Asked in an e-mail Sunday morning if the NFL would acknowledge if and when it discusses this matter with Favre or whether the investigation indeed was being "fast tracked," league spokeman Greg Aiello responded, "We are not commenting further at this point. The matter is under review."

The investigation focuses on whether Favre violated the NFL's personal conduct policy

ESPN's Chris Mortensen and Fox's Jay Glazer both reported the NFL is acting quickly on this. Sterger reportedly has said she will cooperate with the investigation.

Mortensen said on "NFL Countdown " that the league is“being aggressive about this investigation.” He speculated the investigation could take between four-to-six weeks and that NFL Security will meet with Favre if it believes it has enough evidence after talking with Sterger. Glazer also used the word "aggressive" in his report for Fox on the situation, a clear sign that the NFL wants it well-known it's not taking this lightly.

Mortensen even speculated that he believes a suspension could happen. “Yes, I think sometime in the next four to six weeks if Favre is in violation of the personal conduct policy he will be suspended,” Mortensen said. “He could see his consecutive games streak end and he could even end the season under suspension depending on the timeline of this thing. But I do know it’s on a fast track.”
Wrote Mortensen: "Once the NFL completes its investigation, the source said any disciplinary action warranted under the personal conduct policy -- including suspension - will occur 'as soon as possible.'"
This is an interesting route to take and wouldn't be surprising considering the NFL certainly is under pressure to treat Favre just like it would any other player.
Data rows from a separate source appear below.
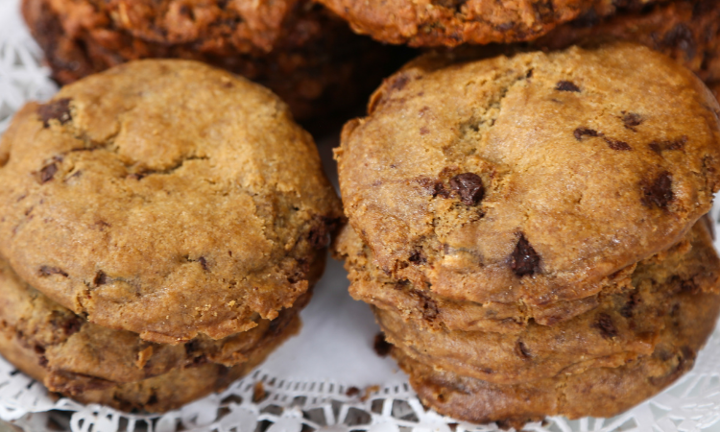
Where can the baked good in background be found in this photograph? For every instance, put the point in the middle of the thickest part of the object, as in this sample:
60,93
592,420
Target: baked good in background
164,213
298,49
525,227
434,23
95,364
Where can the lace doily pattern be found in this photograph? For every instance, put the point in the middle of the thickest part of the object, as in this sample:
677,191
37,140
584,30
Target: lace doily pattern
263,403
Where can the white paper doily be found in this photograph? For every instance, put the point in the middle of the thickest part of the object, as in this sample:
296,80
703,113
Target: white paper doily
327,379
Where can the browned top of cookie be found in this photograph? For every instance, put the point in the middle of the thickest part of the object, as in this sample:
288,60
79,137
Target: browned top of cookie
453,22
166,198
518,179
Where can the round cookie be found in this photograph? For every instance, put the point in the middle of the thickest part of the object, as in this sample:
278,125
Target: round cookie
294,47
526,179
450,23
167,198
623,327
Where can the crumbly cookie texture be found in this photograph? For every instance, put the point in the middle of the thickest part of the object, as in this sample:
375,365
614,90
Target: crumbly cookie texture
622,328
164,197
298,49
373,286
453,22
93,364
523,179
597,364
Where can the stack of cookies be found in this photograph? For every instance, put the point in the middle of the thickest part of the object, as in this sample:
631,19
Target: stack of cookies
161,226
529,231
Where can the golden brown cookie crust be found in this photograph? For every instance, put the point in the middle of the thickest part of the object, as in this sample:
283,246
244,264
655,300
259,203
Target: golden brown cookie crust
523,179
167,198
621,328
597,392
61,349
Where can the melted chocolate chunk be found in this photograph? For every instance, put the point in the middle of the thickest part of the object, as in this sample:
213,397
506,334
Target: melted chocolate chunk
100,278
606,326
381,346
632,120
658,193
522,350
567,86
524,260
46,271
581,132
470,188
55,110
660,146
48,172
617,144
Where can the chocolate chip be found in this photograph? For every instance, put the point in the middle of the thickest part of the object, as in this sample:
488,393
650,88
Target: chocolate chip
46,271
606,326
524,260
681,37
628,308
523,350
319,235
632,120
659,192
55,110
381,346
100,278
617,144
418,258
48,172
659,146
399,82
582,131
470,188
566,86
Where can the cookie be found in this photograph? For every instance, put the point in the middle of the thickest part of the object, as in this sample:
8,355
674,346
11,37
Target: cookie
686,30
62,350
527,179
597,392
296,48
166,198
622,328
451,23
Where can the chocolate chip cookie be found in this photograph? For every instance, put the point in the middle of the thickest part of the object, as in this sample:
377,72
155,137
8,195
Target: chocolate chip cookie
531,178
166,198
62,350
307,56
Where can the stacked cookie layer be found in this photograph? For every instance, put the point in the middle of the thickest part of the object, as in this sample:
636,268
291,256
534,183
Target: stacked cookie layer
162,224
526,228
296,48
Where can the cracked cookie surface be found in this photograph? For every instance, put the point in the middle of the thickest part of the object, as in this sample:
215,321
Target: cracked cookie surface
590,160
94,364
164,197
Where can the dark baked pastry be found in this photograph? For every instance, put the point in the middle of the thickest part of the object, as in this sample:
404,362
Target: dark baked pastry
94,364
451,23
166,198
686,30
296,48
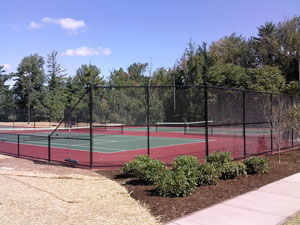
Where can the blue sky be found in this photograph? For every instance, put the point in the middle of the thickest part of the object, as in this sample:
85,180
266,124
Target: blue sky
117,33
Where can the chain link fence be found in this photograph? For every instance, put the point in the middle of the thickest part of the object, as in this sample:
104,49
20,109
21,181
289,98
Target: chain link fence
109,126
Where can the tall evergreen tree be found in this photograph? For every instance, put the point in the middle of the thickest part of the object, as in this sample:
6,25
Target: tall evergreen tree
6,98
29,88
56,83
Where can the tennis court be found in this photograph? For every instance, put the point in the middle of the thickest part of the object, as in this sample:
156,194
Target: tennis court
72,139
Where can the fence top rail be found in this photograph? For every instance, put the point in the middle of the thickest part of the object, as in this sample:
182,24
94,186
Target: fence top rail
196,86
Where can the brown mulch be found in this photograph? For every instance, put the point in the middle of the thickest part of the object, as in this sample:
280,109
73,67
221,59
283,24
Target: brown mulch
170,208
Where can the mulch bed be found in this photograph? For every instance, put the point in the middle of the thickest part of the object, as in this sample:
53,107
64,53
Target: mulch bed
170,208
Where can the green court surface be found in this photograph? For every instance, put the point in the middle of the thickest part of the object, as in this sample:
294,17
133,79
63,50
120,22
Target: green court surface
201,130
101,143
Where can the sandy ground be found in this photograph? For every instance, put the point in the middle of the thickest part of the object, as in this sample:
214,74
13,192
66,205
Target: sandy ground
35,193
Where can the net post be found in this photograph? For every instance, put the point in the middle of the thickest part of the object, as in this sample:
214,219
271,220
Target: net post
206,117
244,125
292,137
91,125
148,120
49,148
18,145
271,99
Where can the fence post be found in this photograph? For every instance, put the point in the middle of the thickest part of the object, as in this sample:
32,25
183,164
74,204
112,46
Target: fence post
271,98
148,120
206,118
49,149
244,125
292,127
91,125
18,145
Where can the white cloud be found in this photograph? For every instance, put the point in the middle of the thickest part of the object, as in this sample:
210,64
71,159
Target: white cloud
65,23
86,51
70,24
34,25
105,51
6,67
83,51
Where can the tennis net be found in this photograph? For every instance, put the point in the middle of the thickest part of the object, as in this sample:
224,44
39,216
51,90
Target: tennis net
71,132
197,127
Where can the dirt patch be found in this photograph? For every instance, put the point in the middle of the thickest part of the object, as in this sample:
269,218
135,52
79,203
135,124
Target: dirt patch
204,196
34,192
The issue is that the clock is ticking. Given what Favre is going through this season, it would now seem extremely logical that this will be it for him.
Favre said at his first news conference of the season in August that this would be his last season but he also has retired twice before. Favre saying he is done and really walking away are two different things.
However, he's now suffering from tendinitis in his throwing elbow that is bad enough that he had an MRI this week and it's believed he has taken injections to manage the inflammation. The fallout from this Deadspin report and the subsequent investigation also is likely enough to make Favre regret he ever returned. Keep in mind, Favre did not appear to be having as much fun during games in September and that was before things started to get really bad.
The league is in a no-win situation because if it takes too long to complete its investigation, Favre's season will end, he will walk away and many will say Commissioner Roger Goodell essentially gave him a free pass. The NFL might be doing itself a favor by working quickly, too, because if it closes this investigation it will not be leaving as much time for others to come forward to the NFL and thus create what potentially could be a real pattern of behavior against Favre.
Deadspin already reported Friday that a woman who worked as a massage therapist for the Jets is alleging she and and another therapist got suggetive text messages from Favre. The Jets, who play the Vikings on Monday night, are cooperating with the investigation.
Monday's game will mark Favre's NFL-record 289th consecutive start.